When The Bottom Falls Out

We live in a world where the bottom falls out.

The regularities and relationships of our lives collide violently with change, and sometimes these collisions produce abrupt endings.

2013 was a year of deep collisions for me.

In May, my pastor of eight years unexpectedly resigned after disclosing a crushing moral failure on his part to our church’s elders team. Four months later in September my beautiful grandmother Lena suffered a heart attack and died unexpectedly. Three weeks after her death, I was hit from behind while driving home from work and the accident totaled my car and required six months of neck and back rehabilitation.

October also signaled the abrupt closure of Restore Hope Orlando, a local community center where I invested my heart, my tears and my prayers into the lives of elementary and middle school children for four years. Post-traumatic anxiety from the car accident along with a blanket of grief from my grandmother’s death gripped me through November and December. The experience caused me to wonder if I was on the brink of an emotional breakdown.

December also brought the awareness of significant transitions taking place at my job of 12 years. Several people I developed close relationships with would be leaving the organization the following spring. Leadership changes were on the horizon as well.

Life felt unstable and I was in turmoil on the heels of so many collisions and changes happening at the same time. My world became this concentrated funnel of pain. The bottom fell out. Grief simply overtook me. Mourning peered over my shoulders. The reality of loss ached in my soul until numbness set in and my goal each day was just to make it through that day.

The residue of grief created splinters in my spirituality. I’d spent 14 years of my life following Jesus. But the hell cascading all around me like millions of fiery darts began to shake up my theological surety. Almost two years later I’m still dealing with these splinters.

In pain you begin to ask questions. Pain clarifies things. There’s no room for the fake or the flimsy. These questions come out of you from a place that doesn’t even need an answer right now, you’re just compelled to get out the words that form the “why” “how” and “who” causes of your pain.

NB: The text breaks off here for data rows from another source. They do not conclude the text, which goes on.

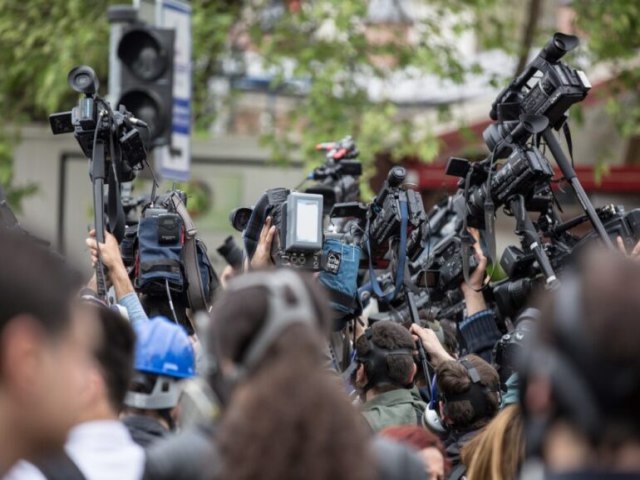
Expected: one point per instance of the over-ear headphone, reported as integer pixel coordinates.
(477, 393)
(375, 362)
(282, 312)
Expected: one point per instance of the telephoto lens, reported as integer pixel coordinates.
(231, 253)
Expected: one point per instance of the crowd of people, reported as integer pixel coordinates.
(92, 390)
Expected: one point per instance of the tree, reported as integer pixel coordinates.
(611, 29)
(330, 42)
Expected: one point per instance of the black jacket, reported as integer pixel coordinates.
(144, 430)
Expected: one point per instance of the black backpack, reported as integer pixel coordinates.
(169, 256)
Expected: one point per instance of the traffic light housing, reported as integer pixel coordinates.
(146, 55)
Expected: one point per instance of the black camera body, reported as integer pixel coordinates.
(339, 178)
(114, 129)
(526, 172)
(385, 219)
(558, 87)
(444, 271)
(233, 254)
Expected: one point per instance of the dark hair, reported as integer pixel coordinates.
(390, 336)
(114, 354)
(291, 417)
(35, 281)
(454, 379)
(498, 451)
(601, 347)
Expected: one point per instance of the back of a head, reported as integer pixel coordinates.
(239, 315)
(498, 451)
(114, 354)
(35, 282)
(587, 350)
(396, 369)
(289, 417)
(469, 404)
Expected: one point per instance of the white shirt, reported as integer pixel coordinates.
(102, 450)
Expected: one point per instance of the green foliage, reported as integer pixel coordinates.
(327, 41)
(13, 193)
(611, 28)
(330, 42)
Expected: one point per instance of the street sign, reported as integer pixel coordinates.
(174, 162)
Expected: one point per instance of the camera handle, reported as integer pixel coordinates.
(530, 238)
(422, 355)
(570, 174)
(98, 174)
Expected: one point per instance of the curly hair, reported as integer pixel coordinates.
(498, 451)
(390, 336)
(453, 379)
(291, 418)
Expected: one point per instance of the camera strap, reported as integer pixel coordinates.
(195, 287)
(566, 130)
(402, 258)
(465, 237)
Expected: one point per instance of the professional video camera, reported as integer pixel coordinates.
(100, 130)
(230, 251)
(113, 144)
(525, 173)
(395, 213)
(338, 179)
(557, 86)
(531, 106)
(298, 219)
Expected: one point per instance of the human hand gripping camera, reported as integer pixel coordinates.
(472, 291)
(112, 259)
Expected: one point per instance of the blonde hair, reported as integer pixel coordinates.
(497, 452)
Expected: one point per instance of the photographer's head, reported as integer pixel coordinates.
(258, 316)
(581, 376)
(268, 335)
(112, 342)
(385, 358)
(164, 357)
(469, 392)
(44, 358)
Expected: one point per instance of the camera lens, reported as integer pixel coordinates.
(83, 80)
(397, 176)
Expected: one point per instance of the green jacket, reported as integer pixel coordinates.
(397, 407)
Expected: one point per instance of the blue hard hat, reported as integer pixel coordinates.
(164, 348)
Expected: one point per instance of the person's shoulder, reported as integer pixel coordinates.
(191, 454)
(395, 461)
(24, 471)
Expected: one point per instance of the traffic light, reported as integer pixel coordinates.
(146, 87)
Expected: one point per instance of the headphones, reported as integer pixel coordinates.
(375, 363)
(281, 314)
(476, 394)
(431, 418)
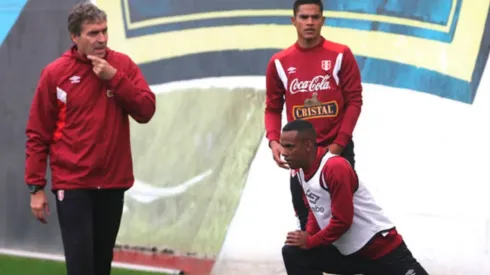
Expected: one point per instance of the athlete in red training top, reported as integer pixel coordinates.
(347, 231)
(319, 81)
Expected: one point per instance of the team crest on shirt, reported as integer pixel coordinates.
(326, 65)
(314, 108)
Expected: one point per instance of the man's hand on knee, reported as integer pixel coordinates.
(297, 238)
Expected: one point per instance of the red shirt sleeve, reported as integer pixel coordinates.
(132, 93)
(274, 102)
(341, 182)
(41, 125)
(350, 81)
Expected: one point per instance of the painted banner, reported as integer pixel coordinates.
(197, 192)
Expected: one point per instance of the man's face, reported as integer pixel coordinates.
(294, 150)
(308, 21)
(92, 39)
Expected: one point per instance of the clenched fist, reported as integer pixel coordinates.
(101, 68)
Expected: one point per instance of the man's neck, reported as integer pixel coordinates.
(309, 43)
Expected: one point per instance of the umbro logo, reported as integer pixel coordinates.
(75, 79)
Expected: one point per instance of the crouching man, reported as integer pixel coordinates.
(347, 231)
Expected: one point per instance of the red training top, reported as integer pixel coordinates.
(321, 84)
(342, 182)
(82, 123)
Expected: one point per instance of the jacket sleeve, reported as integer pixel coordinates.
(274, 102)
(350, 81)
(41, 125)
(133, 94)
(341, 182)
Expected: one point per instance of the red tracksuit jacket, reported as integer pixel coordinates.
(321, 85)
(82, 123)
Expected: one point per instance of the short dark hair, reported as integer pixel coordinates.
(84, 12)
(304, 128)
(298, 3)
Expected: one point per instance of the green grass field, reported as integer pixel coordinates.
(24, 266)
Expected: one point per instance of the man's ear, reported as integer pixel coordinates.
(309, 145)
(73, 38)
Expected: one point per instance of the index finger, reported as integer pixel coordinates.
(93, 57)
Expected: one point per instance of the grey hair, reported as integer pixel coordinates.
(84, 12)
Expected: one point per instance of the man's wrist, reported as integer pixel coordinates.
(33, 189)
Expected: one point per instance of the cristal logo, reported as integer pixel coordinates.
(318, 83)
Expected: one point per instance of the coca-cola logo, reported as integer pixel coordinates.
(318, 83)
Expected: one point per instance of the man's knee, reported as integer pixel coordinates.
(290, 253)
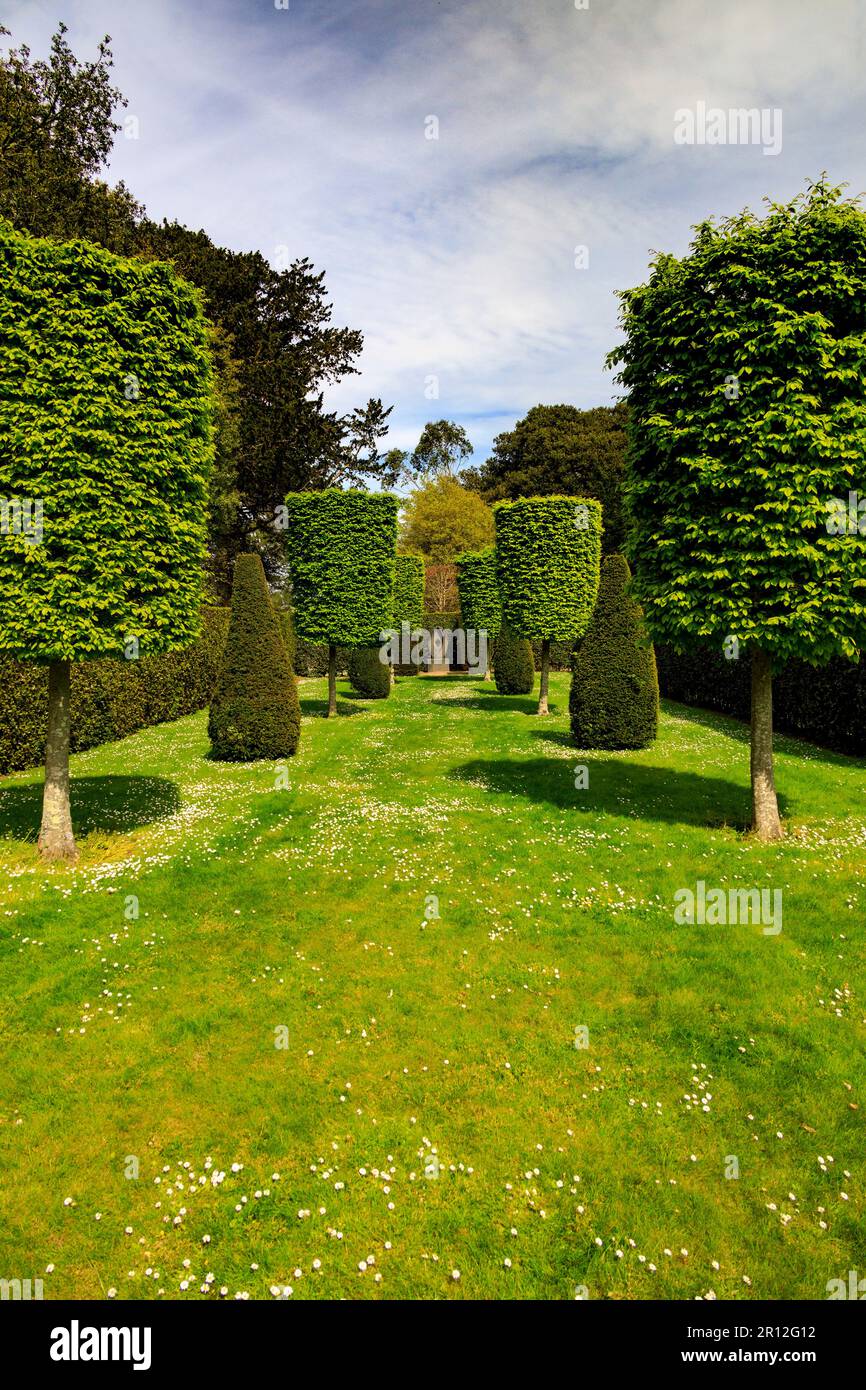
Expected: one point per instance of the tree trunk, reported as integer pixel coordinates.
(545, 673)
(331, 681)
(56, 838)
(765, 806)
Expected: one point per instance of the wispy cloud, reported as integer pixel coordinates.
(456, 256)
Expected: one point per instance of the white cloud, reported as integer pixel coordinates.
(456, 256)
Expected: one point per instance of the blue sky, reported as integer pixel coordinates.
(305, 129)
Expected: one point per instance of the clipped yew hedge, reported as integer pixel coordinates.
(409, 590)
(513, 665)
(106, 421)
(110, 698)
(369, 674)
(615, 687)
(255, 712)
(824, 705)
(548, 552)
(341, 552)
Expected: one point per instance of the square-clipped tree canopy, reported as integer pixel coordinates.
(548, 563)
(409, 590)
(480, 605)
(106, 426)
(341, 548)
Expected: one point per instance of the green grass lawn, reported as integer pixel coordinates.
(430, 1111)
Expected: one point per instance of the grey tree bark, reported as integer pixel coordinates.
(765, 806)
(545, 676)
(56, 838)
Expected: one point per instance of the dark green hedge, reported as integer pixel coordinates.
(312, 659)
(341, 548)
(370, 676)
(548, 552)
(824, 705)
(560, 655)
(409, 590)
(106, 421)
(255, 712)
(513, 665)
(110, 698)
(615, 688)
(480, 591)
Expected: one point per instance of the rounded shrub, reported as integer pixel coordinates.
(615, 687)
(513, 665)
(369, 674)
(255, 712)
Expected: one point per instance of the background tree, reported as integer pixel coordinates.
(745, 363)
(106, 426)
(615, 685)
(548, 552)
(255, 712)
(341, 558)
(563, 451)
(56, 132)
(441, 519)
(275, 348)
(439, 452)
(480, 603)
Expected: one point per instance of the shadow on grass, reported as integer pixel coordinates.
(488, 698)
(319, 708)
(619, 788)
(116, 804)
(738, 730)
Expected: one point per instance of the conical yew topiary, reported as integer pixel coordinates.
(615, 687)
(513, 663)
(255, 712)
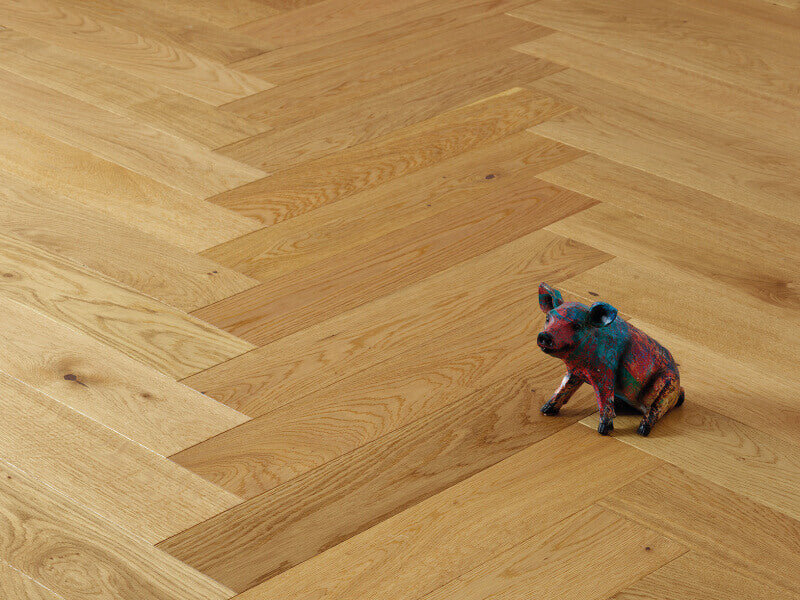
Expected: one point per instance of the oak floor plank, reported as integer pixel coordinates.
(687, 305)
(171, 160)
(722, 450)
(173, 216)
(365, 119)
(223, 14)
(117, 91)
(711, 520)
(426, 546)
(321, 20)
(184, 32)
(490, 171)
(596, 551)
(302, 518)
(382, 71)
(59, 225)
(297, 437)
(167, 65)
(120, 480)
(116, 391)
(395, 30)
(365, 166)
(677, 144)
(319, 356)
(735, 49)
(344, 281)
(15, 585)
(669, 84)
(696, 577)
(151, 332)
(80, 556)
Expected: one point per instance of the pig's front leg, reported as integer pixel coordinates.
(569, 384)
(604, 388)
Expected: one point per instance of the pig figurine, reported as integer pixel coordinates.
(616, 359)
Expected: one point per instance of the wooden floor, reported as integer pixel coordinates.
(268, 297)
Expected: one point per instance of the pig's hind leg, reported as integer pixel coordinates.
(663, 396)
(569, 384)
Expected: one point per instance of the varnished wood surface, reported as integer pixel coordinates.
(268, 297)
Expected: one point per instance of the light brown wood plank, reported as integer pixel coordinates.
(365, 119)
(676, 144)
(68, 229)
(171, 215)
(116, 91)
(223, 14)
(170, 66)
(731, 529)
(295, 437)
(669, 84)
(596, 551)
(383, 70)
(354, 43)
(487, 172)
(14, 585)
(151, 332)
(306, 187)
(696, 577)
(179, 163)
(321, 19)
(80, 556)
(451, 533)
(344, 281)
(118, 392)
(302, 517)
(722, 450)
(120, 480)
(319, 356)
(737, 50)
(183, 32)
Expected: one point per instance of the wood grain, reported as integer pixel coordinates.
(64, 227)
(321, 134)
(78, 555)
(669, 84)
(693, 577)
(450, 533)
(117, 91)
(14, 585)
(703, 153)
(365, 166)
(345, 281)
(319, 356)
(735, 49)
(167, 65)
(137, 401)
(597, 552)
(105, 472)
(489, 172)
(173, 161)
(302, 518)
(173, 216)
(151, 332)
(709, 519)
(722, 450)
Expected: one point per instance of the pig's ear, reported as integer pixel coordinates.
(549, 298)
(602, 314)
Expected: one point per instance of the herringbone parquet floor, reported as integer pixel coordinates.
(268, 297)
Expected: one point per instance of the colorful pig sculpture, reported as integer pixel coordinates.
(618, 360)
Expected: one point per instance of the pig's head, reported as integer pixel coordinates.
(567, 324)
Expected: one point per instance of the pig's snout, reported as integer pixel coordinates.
(545, 341)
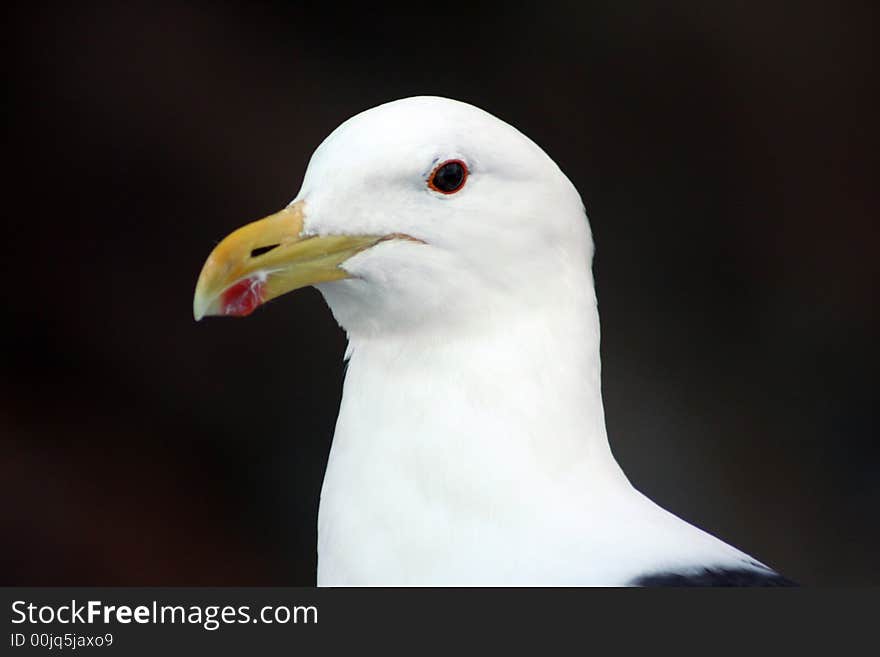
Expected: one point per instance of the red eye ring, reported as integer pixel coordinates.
(448, 177)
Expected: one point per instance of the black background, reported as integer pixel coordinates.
(724, 154)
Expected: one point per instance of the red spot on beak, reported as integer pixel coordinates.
(242, 298)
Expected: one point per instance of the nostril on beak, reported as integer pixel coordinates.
(263, 249)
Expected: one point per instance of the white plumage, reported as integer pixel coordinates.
(470, 447)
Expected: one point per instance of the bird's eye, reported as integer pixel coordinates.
(448, 177)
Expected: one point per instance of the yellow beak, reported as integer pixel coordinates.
(268, 258)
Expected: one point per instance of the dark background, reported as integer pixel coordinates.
(725, 156)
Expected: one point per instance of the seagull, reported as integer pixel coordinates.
(470, 447)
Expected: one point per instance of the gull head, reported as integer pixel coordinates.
(421, 212)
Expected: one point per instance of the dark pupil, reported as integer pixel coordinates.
(448, 177)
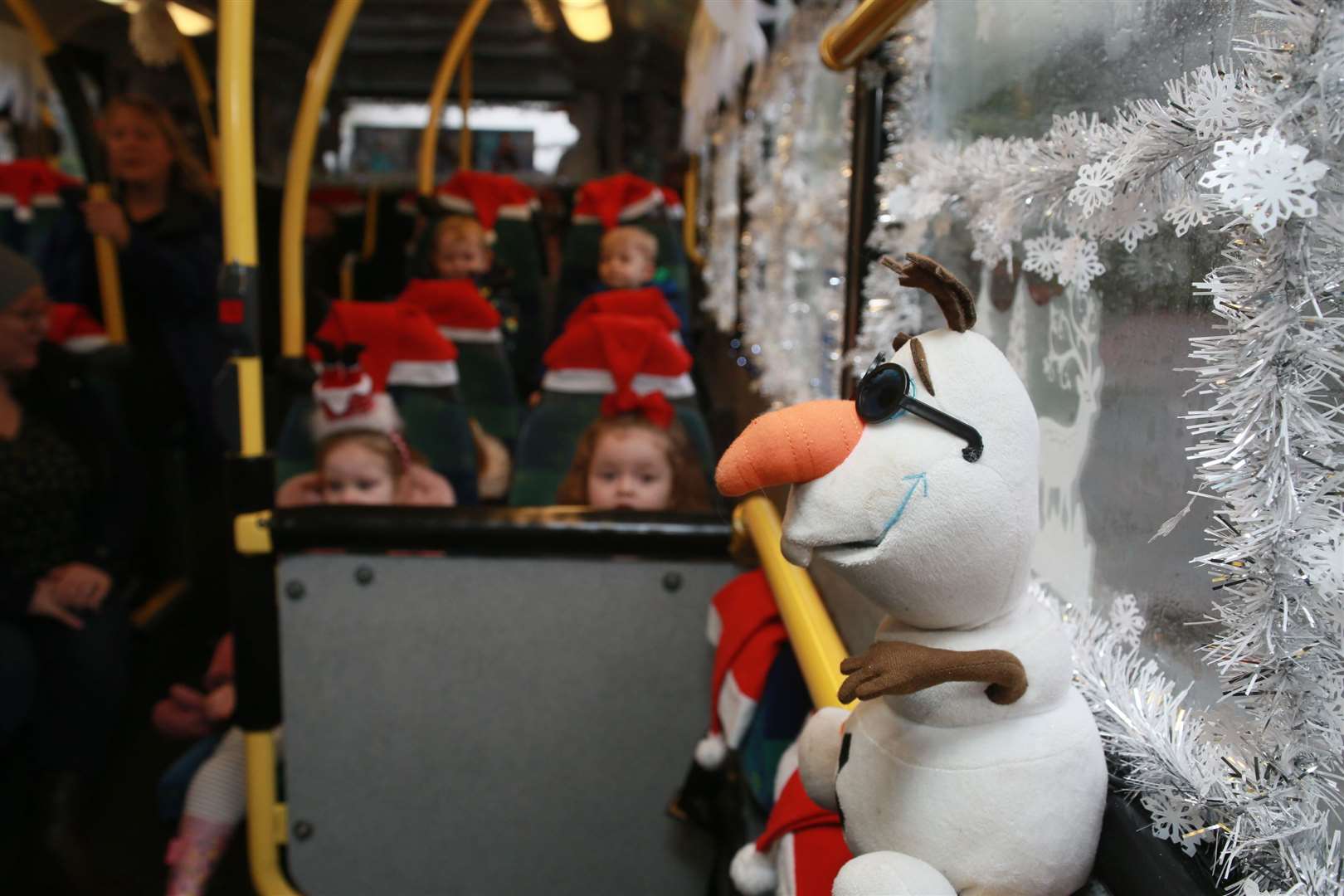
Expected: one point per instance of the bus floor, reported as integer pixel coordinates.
(125, 835)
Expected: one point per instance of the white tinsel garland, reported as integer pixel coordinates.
(1253, 149)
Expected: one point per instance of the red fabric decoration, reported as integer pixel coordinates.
(647, 301)
(487, 192)
(619, 343)
(655, 406)
(608, 197)
(452, 303)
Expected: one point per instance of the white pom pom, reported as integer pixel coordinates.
(753, 872)
(153, 35)
(711, 751)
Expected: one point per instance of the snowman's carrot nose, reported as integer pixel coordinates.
(796, 445)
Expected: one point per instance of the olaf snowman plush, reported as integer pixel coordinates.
(972, 766)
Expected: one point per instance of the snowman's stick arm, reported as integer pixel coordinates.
(902, 668)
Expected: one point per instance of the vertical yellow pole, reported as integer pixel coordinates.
(105, 254)
(205, 97)
(299, 173)
(438, 95)
(464, 99)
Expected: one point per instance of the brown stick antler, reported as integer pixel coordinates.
(956, 301)
(901, 668)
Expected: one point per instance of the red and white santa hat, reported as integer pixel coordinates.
(802, 846)
(488, 197)
(616, 199)
(617, 353)
(647, 301)
(32, 183)
(457, 308)
(402, 342)
(747, 635)
(74, 328)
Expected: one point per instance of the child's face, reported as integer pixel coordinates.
(631, 470)
(355, 475)
(624, 266)
(455, 257)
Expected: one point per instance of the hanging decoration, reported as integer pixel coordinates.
(1252, 148)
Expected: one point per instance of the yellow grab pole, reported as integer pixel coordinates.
(693, 199)
(816, 644)
(205, 97)
(438, 95)
(845, 43)
(464, 100)
(105, 253)
(300, 169)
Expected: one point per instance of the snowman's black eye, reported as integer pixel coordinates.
(882, 392)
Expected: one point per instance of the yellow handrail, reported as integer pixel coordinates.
(105, 254)
(691, 199)
(299, 173)
(438, 95)
(464, 100)
(845, 45)
(816, 644)
(205, 95)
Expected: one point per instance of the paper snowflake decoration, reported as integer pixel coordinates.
(1079, 262)
(1127, 620)
(1175, 818)
(1096, 186)
(1188, 212)
(1043, 256)
(1265, 179)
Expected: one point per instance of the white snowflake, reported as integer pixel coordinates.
(1043, 256)
(1188, 212)
(1127, 620)
(1175, 818)
(1265, 179)
(1096, 186)
(1079, 262)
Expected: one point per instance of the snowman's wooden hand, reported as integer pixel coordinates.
(901, 668)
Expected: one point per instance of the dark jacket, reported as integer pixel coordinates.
(168, 273)
(60, 394)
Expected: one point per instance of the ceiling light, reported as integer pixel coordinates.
(587, 19)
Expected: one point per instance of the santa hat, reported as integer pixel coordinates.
(402, 344)
(617, 353)
(457, 308)
(488, 197)
(746, 635)
(32, 183)
(808, 844)
(648, 301)
(74, 328)
(616, 199)
(339, 201)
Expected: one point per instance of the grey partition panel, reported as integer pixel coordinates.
(476, 726)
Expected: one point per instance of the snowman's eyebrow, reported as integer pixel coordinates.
(921, 364)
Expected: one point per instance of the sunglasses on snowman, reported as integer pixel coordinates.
(888, 391)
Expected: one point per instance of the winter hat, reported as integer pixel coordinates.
(648, 301)
(74, 328)
(616, 199)
(17, 277)
(403, 347)
(609, 353)
(808, 844)
(488, 197)
(32, 183)
(746, 635)
(457, 308)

Over the next several weeks, I’m going to unpack each of the specific collisions that affected me and how my life changed as a result. I’m curious: what collisions have taken place in your life in the last two years? How did these collisions affect you? 

Finding Melodie

We are inclined to search for things that we lose. I feel I’ve lost parts of me – maybe even all of me – in the waves of unique losses and deep pain that etched themselves into the fabric of my soul during 2013.

Deadened emotions and numb feelings place their victory flags in the fertile ground of the heart. Fragile flesh and bone try their best to cope with the shock of intense things: deaths of loved ones, physical traumas, sickness and illness, damaged relationships, wrestling in theology and wondering is God really good.

Unspoken questions linger like musty cigar smoke, pungent in the soul, sticking to you:

Why is life so hard?

Did that really have to happen?

To me?

Where is God in all of this hell?

Real questions. True questions. Human questions. A non-stop march of change continues upon the calendars we make for lives, calendars that really should be written out in pencil and not pen. Something is always erasing what we thought would be what we wanted with those we chose to do them with.

The presence of pain continues to ebb and flow in and out of our lives.

Philip Yancey says that pain is a gift from God. In his book “Where Is God When It Hurts?” he writes: The pain network (in the body) deserves far more than token acknowledgement. It bears the mark of creative genius.”

I agree with him. Pain tells me that something is wrong, something is not right and I need to be fully aware in this moment about this pain. Pain can come physically, emotionally, mentally, spiritually and relationally. The pain alerts me to pay attention to ME. It whispers in my body as it stings its gift of awareness, “Melody you are hurt. You are bleeding. You are broken. You are burned. You are wounded. Listen to me. Listen to ME.”

Keys
Writers need new spaces for their words.

One way that I embrace this awareness of my pain is by writing. I’m creating a new space for my words in this world through this new blog, Finding Melodie. In this place I will explore and converse with you on themes that include losing, grieving, mourning, loving and living.

I’ll unpack these themes via weekly blog posts. As I pull out my feelings in these experiences I pray for authenticity and vulnerability with you, my readers.

I am on a journey that’s years in the making. A new chapter is being written for me and about me. The gift of my words changing me will be beautiful to witness. The gift of them changing you will be a sweet honor that I welcome with anticipation. Buckle up for the ride. Let’s get ready to find some melodies and hopefully, a bit more of ourselves.